Department of Statistics and Operations Research, Universitat Politècnica de Catalunya, Jordi Girona, 31, Barcelona, 08034, Spain.
Oxford University Clinical Research Unit, Ho Chi Minh City, Vietnam.
BMC Med Res Methodol. 2021 May 6;21(1):99. doi: 10.1186/s12874-021-01286-x.
Sample size calculation is a key point in the design of a randomized controlled trial. With time-to-event outcomes, it's often based on the logrank test. We provide a sample size calculation method for a composite endpoint (CE) based on the geometric average hazard ratio (gAHR) in case the proportional hazards assumption can be assumed to hold for the components, but not for the CE.

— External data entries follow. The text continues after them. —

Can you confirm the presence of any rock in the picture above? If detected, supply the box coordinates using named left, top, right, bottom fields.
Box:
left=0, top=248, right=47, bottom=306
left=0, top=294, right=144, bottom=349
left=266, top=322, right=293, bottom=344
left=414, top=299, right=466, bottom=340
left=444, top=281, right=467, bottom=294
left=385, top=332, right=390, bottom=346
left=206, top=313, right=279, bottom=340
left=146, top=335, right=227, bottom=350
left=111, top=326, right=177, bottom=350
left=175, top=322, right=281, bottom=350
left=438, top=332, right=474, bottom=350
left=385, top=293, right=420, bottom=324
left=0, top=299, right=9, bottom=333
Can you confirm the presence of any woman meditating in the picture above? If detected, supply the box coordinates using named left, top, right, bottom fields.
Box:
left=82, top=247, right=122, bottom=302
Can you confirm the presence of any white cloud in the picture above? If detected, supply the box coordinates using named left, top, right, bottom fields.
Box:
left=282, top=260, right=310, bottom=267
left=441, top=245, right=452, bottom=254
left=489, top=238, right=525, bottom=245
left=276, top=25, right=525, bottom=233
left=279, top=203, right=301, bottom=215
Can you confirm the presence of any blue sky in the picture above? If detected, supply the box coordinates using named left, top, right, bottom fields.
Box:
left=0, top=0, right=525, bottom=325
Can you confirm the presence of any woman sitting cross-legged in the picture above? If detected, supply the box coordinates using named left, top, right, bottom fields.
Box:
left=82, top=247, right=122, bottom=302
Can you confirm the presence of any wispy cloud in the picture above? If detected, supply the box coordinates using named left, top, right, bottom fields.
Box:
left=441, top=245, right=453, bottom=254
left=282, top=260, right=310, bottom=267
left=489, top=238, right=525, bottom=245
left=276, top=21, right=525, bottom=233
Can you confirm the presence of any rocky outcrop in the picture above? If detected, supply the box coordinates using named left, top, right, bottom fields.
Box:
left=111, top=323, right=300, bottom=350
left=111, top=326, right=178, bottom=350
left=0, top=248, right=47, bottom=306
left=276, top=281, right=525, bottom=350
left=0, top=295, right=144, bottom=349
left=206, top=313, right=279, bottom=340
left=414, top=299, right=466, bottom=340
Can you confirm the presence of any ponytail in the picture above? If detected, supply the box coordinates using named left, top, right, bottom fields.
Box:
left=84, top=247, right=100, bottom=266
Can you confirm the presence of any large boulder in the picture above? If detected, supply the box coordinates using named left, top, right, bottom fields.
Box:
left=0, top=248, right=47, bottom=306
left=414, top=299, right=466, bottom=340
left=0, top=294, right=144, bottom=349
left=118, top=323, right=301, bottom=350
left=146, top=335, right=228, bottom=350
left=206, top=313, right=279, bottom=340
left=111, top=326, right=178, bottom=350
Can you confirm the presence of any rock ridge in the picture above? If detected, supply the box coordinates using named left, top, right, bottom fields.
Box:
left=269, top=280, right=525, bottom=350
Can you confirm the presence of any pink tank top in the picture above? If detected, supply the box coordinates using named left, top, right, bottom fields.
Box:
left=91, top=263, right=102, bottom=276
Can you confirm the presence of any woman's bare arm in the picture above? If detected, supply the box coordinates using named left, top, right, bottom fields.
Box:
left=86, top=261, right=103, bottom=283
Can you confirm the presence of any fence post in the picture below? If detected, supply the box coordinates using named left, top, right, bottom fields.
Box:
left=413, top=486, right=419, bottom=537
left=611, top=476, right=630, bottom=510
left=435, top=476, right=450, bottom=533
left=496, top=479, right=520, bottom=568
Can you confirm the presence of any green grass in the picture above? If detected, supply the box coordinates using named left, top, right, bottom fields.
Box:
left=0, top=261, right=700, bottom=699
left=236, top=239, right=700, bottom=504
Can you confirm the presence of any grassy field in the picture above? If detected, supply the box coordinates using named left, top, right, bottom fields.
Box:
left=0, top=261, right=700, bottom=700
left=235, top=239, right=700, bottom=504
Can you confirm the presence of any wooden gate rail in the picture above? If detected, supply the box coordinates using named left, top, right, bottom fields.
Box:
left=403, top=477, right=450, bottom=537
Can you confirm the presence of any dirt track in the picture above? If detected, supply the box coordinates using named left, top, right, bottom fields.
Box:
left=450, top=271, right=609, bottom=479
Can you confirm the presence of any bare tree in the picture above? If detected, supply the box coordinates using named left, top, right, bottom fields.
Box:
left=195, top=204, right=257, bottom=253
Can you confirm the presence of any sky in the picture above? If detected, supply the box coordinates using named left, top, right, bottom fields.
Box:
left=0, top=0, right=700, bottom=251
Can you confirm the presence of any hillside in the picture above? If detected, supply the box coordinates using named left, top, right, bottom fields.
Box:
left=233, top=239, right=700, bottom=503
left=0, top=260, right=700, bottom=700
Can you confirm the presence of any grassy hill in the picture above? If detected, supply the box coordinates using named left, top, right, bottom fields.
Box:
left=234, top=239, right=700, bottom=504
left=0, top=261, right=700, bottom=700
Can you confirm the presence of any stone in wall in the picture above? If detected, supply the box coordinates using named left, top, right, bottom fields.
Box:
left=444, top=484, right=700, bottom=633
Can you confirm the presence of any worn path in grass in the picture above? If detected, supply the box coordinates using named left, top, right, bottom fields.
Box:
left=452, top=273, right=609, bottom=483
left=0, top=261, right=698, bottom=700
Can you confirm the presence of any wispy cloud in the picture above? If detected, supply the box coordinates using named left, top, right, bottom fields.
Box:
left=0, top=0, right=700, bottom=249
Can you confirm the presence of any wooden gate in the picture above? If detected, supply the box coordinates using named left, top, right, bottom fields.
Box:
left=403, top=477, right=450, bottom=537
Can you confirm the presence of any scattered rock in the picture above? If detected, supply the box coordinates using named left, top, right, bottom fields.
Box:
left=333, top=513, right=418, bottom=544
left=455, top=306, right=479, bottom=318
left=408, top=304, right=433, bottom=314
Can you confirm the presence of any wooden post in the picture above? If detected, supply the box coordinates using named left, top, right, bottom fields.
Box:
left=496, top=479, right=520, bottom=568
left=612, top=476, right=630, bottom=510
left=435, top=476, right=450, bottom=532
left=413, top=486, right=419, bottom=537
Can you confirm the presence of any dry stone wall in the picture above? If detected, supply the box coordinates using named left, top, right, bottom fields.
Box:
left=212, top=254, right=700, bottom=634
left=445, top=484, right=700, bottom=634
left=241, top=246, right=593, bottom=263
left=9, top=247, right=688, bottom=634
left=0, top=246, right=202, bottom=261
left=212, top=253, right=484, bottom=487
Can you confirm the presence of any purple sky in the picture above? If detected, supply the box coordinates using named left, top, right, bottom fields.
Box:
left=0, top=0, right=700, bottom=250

The required number of events, sample size and power formulae are based on the non-centrality parameter of the logrank test under the alternative hypothesis which is a function of the gAHR. We use the web platform, CompARE, for the sample size computations. A simulation study evaluates the empirical power of the logrank test for the CE based on the sample size in terms of the gAHR. We consider different values of the component hazard ratios, the probabilities of observing the events in the control group and the degrees of association between the components. We illustrate the sample size computations using two published randomized controlled trials. Their primary CEs are, respectively, progression-free survival (time to progression of disease or death) and the composite of bacteriologically confirmed treatment failure or Staphylococcus aureus related death by 12 weeks.
For a target power of 0.80, the simulation study provided mean (± SE) empirical powers equal to 0.799 (±0.004) and 0.798 (±0.004) in the exponential and non-exponential settings, respectively. The power was attained in more than 95% of the simulated scenarios and was always above 0.78, regardless of compliance with the proportional-hazard assumption.
The geometric average hazard ratio as an effect measure for a composite endpoint has a meaningful interpretation in the case of non-proportional hazards. Furthermore it is the natural effect measure when using the logrank test to compare the hazard rates of two groups and should be used instead of the standard hazard ratio.
样本量计算是随机对照试验设计的关键点。对于生存时间结局,通常基于对数秩检验。我们提供了一种基于复合终点(CE)的几何平均风险比(gAHR)的样本量计算方法,假设各组成部分符合比例风险假设,但 CE 不符合。
所需事件数量、样本量和功效公式基于替代假设下对数秩检验的非中心参数,该参数是 gAHR 的函数。我们使用网络平台 CompARE 进行样本量计算。一项模拟研究根据 gAHR 对 CE 的样本量评估了对数秩检验的经验功效。我们考虑了不同的组件风险比、对照组观察到事件的概率以及组件之间的关联程度。我们使用两项已发表的随机对照试验来说明样本量计算。它们的主要 CE 分别是无进展生存期(疾病进展或死亡的时间)和 12 周时细菌学确认治疗失败或金黄色葡萄球菌相关死亡的复合 CE。
对于目标功效 0.80,模拟研究在指数和非指数环境下分别提供了平均(± SE)经验功效 0.799(±0.004)和 0.798(±0.004)。在超过 95%的模拟场景中实现了功效,并且无论是否符合比例风险假设,功效始终高于 0.78。
在非比例风险的情况下,复合终点的几何平均风险比作为效应量具有有意义的解释。此外,当使用对数秩检验比较两组的风险率时,它是自然的效应量,应替代标准风险比。